The Unsupportable "Second Growth Curve"

Mismatch between Technology and Business Vision

Compared to companies like Tencent that have successfully transitioned to the mobile internet era, Baidu, despite launching numerous new businesses over the past decade, still heavily relies on its core search business. According to Baidu's Q2 2024 financial report, its total revenue was 33.9 billion yuan, with online advertising contributing 19.2 billion yuan.

In contrast, Tencent has a more balanced business portfolio. In Q2 2024, Tencent's total revenue was 161.12 billion yuan, with value-added services contributing 78.82 billion yuan (48.92% of total revenue), online advertising contributing 29.87 billion yuan (18.54%), and fintech and enterprise services contributing 50.44 billion yuan (31.31%).

The reason why Baidu has struggled to develop a supportive "second growth curve" lies in its strategically aggressive yet short-sighted approach and tactically proactive yet inadequate execution. In his article "Baidu Has No Culture," Pan Luan commented that "Baidu possesses advanced technology but lacks the corresponding business vision to match it."

Take cloud computing as an example. Baidu was one of the earliest Chinese companies to engage in distributed computing, with leading technologies in machine management, resource scheduling, and network management in China's mobile internet landscape.

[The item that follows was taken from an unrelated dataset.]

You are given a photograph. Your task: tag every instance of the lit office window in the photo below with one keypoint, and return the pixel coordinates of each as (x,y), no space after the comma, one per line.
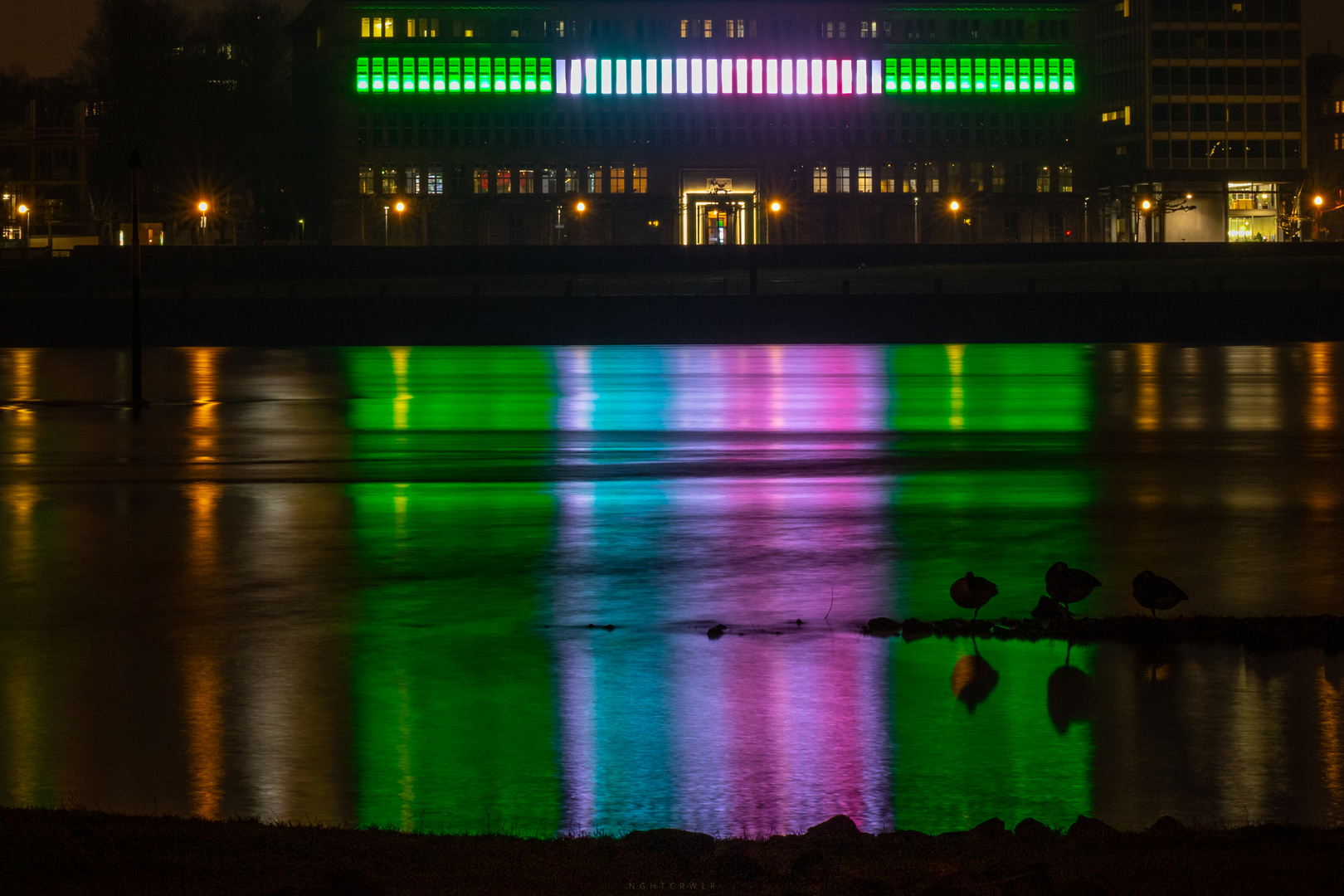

However, at the China IT Summit in March 2010, Robin Li publicly stated, "To put it bluntly, cloud computing is just old wine in a new bottle; there's nothing new about it."

Due to Baidu's initial indifference to cloud computing, frustrated executives left the company to contribute to the cloud computing businesses of other firms. For instance, in 2012, Baidu's chief architect Liu Shuanlin joined Alibaba as vice president of technology, collaborating with Wang Jian to establish Alibaba Cloud's architecture. Today, "rapidly growing intelligent cloud services" have become one of Baidu's three core business lines, serving as a driving force in the AI era.

In fact, Liu Shuanlin is not alone. Over the past few years, many former Baidu executives have left to join companies competing directly with Baidu in fields like AI and autonomous driving. For example, Yang Zhenyuan, the technical vice president of Toutiao, once served as deputy director of Baidu's search department, while Liao Ruoxue, Toutiao's technical advisor, was previously the chairman of Baidu's Technology Committee. More recently, Genspark, an AI agent search product, was developed by Jing Kun, the former CEO of Baidu's Duer.

According to statistics from Jiemian News, nearly 50 senior executives have left Baidu between 2003 and 2019, with vice presidents accounting for 40.82% of departures. After leaving Baidu, many of these executives have chosen to enter the AI and intelligent driving industries, competing directly with their former employer.

Strategic and tactical issues are at the root of the problem, while management and operational turmoil are merely symptoms. During Baidu's rapid expansion, its internal management mechanisms, incentive systems, and corporate culture failed to keep pace, impacting team vitality and innovation. This may be another reason for Baidu's decline.

After the incident involving Baidu's Vice President of Public Relations Qu Jing, Robin Li only briefly commented on it during a small-scale employee communication meeting. He praised Baidu's outstanding employees, stating, "You represent Baidu, you represent the true Baidu, you are the true representatives of Baidu." However, it's important to remember that the values of management reflect the company's values.

From PCs to mobile internet to AI, Baidu has always started strong but often fizzled out in the face of new technological waves. Repeated absences and setbacks have consistently failed to effectively bridge the gap between technology, products, and markets, resulting in products that lack the strength to compete head-on with fiercely competitive rivals.

Without addressing its internal issues, even with strong AI and autonomous driving technologies, Baidu's challenges and outcomes in the next era are unlikely to change.